Given the following information:
C(s) à C(g), H = +715 kJmol-1
Cl2(g) à 2Cl(g), H = +242 kJmol-1
C(s) + 2Cl2(g) à CCl4(g), H = -135.5 kJmol-1
Calculate the average bond dissociation enthalpy of a C-Cl bond.
To calculate the average bond dissociation enthalpy of a C-Cl bond, we need to use the information provided about the reactions involved.
The given reactions are:
1) C(s) → C(g), ΔH = +715 kJmol-1
2) Cl2(g) → 2Cl(g), ΔH = +242 kJmol-1
3) C(s) + 2Cl2(g) → CCl4(g), ΔH = -135.5 kJmol-1
We can see that the third reaction involves the formation of one C-Cl bond since CCl4 has four C-Cl bonds.

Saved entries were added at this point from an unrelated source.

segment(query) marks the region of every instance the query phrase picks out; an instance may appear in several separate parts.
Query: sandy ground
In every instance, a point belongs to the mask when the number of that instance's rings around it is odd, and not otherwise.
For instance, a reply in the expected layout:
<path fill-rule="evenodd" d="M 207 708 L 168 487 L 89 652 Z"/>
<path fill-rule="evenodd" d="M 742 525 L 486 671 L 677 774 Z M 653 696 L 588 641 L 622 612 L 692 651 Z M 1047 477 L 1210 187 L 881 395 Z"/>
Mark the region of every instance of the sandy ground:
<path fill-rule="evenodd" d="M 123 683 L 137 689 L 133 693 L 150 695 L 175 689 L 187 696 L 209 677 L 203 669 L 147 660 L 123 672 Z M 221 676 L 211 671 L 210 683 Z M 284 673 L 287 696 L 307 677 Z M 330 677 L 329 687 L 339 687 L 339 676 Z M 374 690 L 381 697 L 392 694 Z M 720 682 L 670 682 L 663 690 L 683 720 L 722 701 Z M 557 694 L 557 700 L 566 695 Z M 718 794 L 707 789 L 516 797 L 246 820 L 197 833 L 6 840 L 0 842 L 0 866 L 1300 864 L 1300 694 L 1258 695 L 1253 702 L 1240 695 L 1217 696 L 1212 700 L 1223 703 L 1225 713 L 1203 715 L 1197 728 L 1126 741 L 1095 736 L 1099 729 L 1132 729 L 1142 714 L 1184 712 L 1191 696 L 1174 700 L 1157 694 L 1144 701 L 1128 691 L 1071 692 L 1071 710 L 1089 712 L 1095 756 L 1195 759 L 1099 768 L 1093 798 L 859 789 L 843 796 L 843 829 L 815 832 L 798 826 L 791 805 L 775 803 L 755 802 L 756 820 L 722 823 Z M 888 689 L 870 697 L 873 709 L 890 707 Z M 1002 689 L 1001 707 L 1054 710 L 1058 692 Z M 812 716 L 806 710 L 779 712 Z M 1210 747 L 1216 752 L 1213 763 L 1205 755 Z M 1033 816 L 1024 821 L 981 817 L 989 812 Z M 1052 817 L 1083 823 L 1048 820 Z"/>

Now, let's consider the enthalpy change for the formation of one C-Cl bond:
C(s) + Cl2(g) → CCl(g) + Cl(g)
To calculate this enthalpy change, we can use the given reactions. We need to reverse and scale the second reaction, and then add it to the third reaction to cancel out the Cl(g) on the reactant side:
-1/2(Cl2(g) → 2Cl(g)) = -1/2 * (+242 kJmol-1) = -121 kJmol-1
Now, we add this result to the third reaction to obtain the enthalpy change for the formation of one C-Cl bond:
C(s) + Cl2(g) → CCl(g) + Cl(g) + 121 kJmol-1(Calculated by adding -121 kJmol-1)
Since we want to calculate the bond dissociation enthalpy of a C-Cl bond, we need to multiply the enthalpy change by -1 to reverse the reaction:
CCl(g) + Cl(g) → C(s) + Cl2(g) + 121 kJmol-1(Multiplied by -1)
Now, if we look at this equation, we can see that it represents the reverse of the first reaction. So, the enthalpy change for the formation of one C-Cl bond is:
ΔH = -715 kJmol-1
Therefore, the average bond dissociation enthalpy of a C-Cl bond is -715 kJmol-1.